Unfortunately, we could not go to the areas I am told are most needy and pathetic – Bamiyaan and Ghazni. Ghazni because it is too dangerous and all of our ground people strongly advised against and Bamiyaan because of official red tape. Even after agreeing to charter an aircraft for $3,100 return trip, we were asked for government approval. Not having official status of an NGO, we could not pull it off and time ran out.

No more! I give you good news that, alhamd’Allah, Comfort Aid International is now registered and officially recognized as an international NGO by the government of Afghanistan. This was a rather long and tedious, tasking process, but we prevailed. We are now official and more transparent.

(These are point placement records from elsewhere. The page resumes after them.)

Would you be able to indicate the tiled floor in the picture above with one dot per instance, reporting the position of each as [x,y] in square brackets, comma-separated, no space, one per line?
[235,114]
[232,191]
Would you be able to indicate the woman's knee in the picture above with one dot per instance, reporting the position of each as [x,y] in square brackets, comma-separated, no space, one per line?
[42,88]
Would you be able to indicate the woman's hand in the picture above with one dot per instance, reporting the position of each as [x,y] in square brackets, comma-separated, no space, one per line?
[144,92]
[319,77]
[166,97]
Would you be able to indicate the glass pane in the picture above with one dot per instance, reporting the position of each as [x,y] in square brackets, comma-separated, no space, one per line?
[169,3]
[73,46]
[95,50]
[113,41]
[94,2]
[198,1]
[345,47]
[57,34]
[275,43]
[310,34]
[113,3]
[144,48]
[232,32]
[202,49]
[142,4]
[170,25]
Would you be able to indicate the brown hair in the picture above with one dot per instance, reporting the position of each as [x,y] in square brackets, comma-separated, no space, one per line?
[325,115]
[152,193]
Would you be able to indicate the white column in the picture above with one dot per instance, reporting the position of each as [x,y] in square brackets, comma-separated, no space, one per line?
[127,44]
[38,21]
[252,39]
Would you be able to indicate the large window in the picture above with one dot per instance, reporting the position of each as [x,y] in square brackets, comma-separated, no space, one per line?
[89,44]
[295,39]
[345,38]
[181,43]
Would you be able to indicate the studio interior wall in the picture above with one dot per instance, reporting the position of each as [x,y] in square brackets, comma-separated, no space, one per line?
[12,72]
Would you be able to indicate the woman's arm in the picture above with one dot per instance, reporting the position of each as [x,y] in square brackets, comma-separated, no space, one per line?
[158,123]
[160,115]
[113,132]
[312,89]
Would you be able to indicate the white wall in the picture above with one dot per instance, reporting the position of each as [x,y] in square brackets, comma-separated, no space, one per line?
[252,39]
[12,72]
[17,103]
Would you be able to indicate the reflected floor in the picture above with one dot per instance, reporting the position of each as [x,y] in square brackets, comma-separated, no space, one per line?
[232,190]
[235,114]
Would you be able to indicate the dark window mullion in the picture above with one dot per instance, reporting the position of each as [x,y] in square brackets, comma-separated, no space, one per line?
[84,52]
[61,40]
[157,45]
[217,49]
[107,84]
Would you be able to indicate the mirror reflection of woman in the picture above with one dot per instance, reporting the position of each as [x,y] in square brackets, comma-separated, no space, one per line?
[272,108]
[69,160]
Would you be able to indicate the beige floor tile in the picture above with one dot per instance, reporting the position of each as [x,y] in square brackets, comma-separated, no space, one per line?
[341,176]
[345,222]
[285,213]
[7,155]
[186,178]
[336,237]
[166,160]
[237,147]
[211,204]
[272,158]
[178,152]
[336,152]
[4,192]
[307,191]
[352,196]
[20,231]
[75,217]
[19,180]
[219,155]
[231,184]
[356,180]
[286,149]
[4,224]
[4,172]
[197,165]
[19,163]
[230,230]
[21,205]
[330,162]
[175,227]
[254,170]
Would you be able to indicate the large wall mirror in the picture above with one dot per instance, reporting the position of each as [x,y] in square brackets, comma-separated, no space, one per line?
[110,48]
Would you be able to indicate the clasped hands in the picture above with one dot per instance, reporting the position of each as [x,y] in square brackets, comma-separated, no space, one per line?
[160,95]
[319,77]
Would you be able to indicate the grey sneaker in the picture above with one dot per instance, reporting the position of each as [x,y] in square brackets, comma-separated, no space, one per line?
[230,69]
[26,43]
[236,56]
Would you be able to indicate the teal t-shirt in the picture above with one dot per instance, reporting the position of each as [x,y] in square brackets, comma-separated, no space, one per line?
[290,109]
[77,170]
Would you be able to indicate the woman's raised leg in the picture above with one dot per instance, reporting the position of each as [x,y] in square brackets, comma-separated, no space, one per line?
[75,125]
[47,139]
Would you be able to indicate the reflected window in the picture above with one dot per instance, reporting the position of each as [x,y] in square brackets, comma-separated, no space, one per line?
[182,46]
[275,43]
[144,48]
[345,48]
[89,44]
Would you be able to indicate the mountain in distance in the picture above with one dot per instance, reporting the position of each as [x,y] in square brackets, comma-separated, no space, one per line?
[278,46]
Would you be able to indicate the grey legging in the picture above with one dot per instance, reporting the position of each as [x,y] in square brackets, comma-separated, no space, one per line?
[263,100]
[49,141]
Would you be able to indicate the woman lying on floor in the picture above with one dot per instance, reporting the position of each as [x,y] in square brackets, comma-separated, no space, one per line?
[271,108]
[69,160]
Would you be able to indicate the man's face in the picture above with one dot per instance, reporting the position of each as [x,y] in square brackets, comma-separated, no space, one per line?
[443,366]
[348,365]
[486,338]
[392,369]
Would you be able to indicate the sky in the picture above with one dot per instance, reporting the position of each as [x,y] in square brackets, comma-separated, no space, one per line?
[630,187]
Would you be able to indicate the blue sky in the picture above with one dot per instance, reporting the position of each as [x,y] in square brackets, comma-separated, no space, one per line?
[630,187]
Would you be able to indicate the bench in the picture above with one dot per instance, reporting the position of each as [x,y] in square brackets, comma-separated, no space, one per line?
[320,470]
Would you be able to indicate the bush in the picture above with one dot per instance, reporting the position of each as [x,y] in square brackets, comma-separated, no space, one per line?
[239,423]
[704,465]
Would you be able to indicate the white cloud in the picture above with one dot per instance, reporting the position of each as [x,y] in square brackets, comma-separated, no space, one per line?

I will end here and request that you look through the gallery of photos; it will, insha’Allah, help you see Afghanistan, through a camera lens, we saw. Accompanying me on the Afghanistan leg of my journey were:

Sayyedna Mohammed Mussawi of WABIL, London
Al Hajj Gulam Virjee (Suku Suku) from Dubai, UAE
Al Hajj Aliakber Rattansi of Al Imaan Foundation, Mumbai
Mohammed A Dewji from Vancouver, Canada
Ali Kassamali from Dubai, UAE

Jazaak’Allah, Sayyedna, for your guidance and usual wise counsel. Thank you, the rest, for your company and good humor amongst the misery and destitution that surrounded us. I hope you are making maximum use of memorized Darri terms of endearment for your spouses.